Rachel blinked, hard, but the picture was still there. She smoothed it out against the counterpane with hands that weren’t entirely steady, wondering if she were seeing things. How long had it been since she had slept? Years ago, it seemed like, if one didn’t count the odd doze on the train, her head jerking against her chest. Perhaps she was asleep now, asleep and imagining that she had reached beneath her mother’s pillow, found this odd, odd picture of her father.
It all had the curious unreality of a dream: the picture, the image flattened by the glare of a flash; the discreet block letters at the upper right hand corner of the page, which proclaimed the paper THE TATLER. That in itself was odd enough. The only paper her mother ever read was the Morning Post. The Tatler was for other people, people who followed society and its doings.
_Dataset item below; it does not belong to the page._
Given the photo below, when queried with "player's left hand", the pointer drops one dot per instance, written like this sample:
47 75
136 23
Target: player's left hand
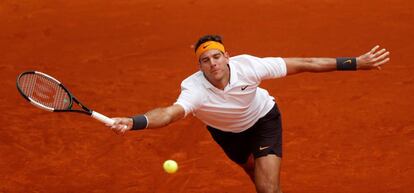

And the picture itself…. The picture was her father and not her father. Tall like her father, yes, with the fair hair that Rachel hadn’t inherited and the deep-set gray eyes that she had. There were the gold-rimmed spectacles, the slightly stooped posture.
There was even the slight shadow of a scar on his chin. She remembered running her fingers along that scar as a child, feeling the curious ridge of it.
But this man was older, older than her father had ever lived to be. As old, in fact, as he would have been if he had lived. And he was dressed as Rachel had never seen him, in evening clothes, a white scarf around his neck, a tall hat on his head, the ribbon of an order shimmering on his breast, and a fair-haired young woman on his arm.
The caption beneath the picture read, “Lady Olivia Standish, escorted by her father, the Earl of Ardmore.”
The date was December, 1926. Only five months before.